This repository contains the distribution code for CS165 Fall 2021. More details about the project: http://daslab.seas.harvard.edu/classes/cs165/project.html
The database organizes relational data in the form of columns, one per attribute. The columns store integer data values. Each relation is organized in the form of a table, which contains multiple columns for all the attributes in that relation.
For the metadata, a database catalog will be created and persisted to store the metadata of the database, tables, and columns. For data stored in the database, column files will be created and persisted to store the data in each column.
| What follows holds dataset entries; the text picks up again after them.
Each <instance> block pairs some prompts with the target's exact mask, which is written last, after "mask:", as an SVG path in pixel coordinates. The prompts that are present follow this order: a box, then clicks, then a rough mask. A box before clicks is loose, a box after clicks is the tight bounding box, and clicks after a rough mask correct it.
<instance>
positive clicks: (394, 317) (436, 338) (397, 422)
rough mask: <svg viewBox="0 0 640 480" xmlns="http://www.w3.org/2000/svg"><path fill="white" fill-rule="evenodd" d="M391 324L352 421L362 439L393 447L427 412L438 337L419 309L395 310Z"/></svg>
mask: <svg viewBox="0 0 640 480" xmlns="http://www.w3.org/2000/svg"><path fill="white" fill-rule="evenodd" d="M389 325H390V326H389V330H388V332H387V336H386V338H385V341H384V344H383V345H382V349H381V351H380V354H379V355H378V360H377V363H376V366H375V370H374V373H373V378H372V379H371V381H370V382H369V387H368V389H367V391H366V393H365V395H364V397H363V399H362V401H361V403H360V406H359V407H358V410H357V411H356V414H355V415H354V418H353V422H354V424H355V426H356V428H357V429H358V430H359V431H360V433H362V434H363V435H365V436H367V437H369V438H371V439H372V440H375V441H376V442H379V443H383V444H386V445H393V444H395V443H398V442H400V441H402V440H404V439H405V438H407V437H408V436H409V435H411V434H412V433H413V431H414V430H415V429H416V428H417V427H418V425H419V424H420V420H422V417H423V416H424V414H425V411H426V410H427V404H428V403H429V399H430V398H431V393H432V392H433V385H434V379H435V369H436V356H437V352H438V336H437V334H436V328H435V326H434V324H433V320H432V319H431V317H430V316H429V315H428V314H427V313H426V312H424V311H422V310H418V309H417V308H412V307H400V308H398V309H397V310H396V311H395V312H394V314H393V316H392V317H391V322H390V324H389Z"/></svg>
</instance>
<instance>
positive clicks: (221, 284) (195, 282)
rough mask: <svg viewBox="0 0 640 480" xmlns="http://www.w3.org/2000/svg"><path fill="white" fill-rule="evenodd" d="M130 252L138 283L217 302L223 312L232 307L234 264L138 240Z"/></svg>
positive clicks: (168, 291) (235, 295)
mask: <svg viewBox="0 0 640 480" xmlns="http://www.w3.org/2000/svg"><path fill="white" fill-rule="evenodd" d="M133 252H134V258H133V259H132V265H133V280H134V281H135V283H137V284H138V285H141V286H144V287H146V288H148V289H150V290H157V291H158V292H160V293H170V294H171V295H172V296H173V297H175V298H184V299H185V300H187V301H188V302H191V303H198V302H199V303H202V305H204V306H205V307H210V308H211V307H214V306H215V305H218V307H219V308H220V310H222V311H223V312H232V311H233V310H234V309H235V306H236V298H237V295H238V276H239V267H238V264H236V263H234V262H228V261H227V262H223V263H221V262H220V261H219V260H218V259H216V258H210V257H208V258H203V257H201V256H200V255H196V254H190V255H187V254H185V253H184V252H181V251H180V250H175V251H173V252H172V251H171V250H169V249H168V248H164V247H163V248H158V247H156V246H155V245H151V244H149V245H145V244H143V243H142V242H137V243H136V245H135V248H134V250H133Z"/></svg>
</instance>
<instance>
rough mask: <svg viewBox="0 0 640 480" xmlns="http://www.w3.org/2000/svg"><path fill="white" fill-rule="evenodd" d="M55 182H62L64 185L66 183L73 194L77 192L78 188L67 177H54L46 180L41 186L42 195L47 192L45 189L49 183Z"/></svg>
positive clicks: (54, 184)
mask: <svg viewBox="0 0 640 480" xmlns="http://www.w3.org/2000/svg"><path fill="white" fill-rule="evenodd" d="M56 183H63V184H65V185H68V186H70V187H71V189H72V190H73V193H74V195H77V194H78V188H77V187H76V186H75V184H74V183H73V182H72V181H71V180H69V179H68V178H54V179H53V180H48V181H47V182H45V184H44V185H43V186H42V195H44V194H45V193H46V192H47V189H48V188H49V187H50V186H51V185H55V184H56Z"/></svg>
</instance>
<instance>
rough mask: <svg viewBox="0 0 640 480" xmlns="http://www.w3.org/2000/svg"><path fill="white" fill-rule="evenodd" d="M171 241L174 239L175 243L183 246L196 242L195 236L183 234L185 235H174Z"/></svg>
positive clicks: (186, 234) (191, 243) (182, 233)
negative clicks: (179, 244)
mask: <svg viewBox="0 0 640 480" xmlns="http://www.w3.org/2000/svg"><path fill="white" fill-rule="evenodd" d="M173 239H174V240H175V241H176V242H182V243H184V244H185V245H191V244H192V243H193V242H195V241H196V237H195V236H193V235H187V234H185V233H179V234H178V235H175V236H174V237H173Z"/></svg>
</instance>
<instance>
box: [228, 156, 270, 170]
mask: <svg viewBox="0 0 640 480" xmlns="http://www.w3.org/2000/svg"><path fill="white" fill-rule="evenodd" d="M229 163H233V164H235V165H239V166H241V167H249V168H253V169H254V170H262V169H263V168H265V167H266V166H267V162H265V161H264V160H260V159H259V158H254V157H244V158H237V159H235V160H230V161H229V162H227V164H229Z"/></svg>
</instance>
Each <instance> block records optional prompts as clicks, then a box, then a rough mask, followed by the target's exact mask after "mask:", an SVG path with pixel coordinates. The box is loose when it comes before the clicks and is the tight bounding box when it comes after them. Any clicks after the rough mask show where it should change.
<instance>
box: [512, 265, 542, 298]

Column files reside in different subdirectories identified by the table name the column belongs to.
Scan-based operators are implemented to execute on columns, which support queries with selection, projection, aggregation, creating index, joining, etc.
The communication between client and server is realized through socket using TCP/IP protocol.
Batch queries can be sent from the client-side and should be executed in parallel. The system is able to identify when batch queries come and switch its scan mode to batch mode, and switch back properly after batch queries finish.
The project improves the predicate of the data system by adding column indexing and boosting the select operators based on the choice of select types. Therefore, the support for memory-optimized B-tree indices and sorted columns in both clustered and unclustered forms is added to this system. The system is also able to optimize a select operator using the system’s optimizer.
The system supports cache-conscious hash joins, grace hash joins, and nested-loop join that utilizes all cores of the underlying hardware.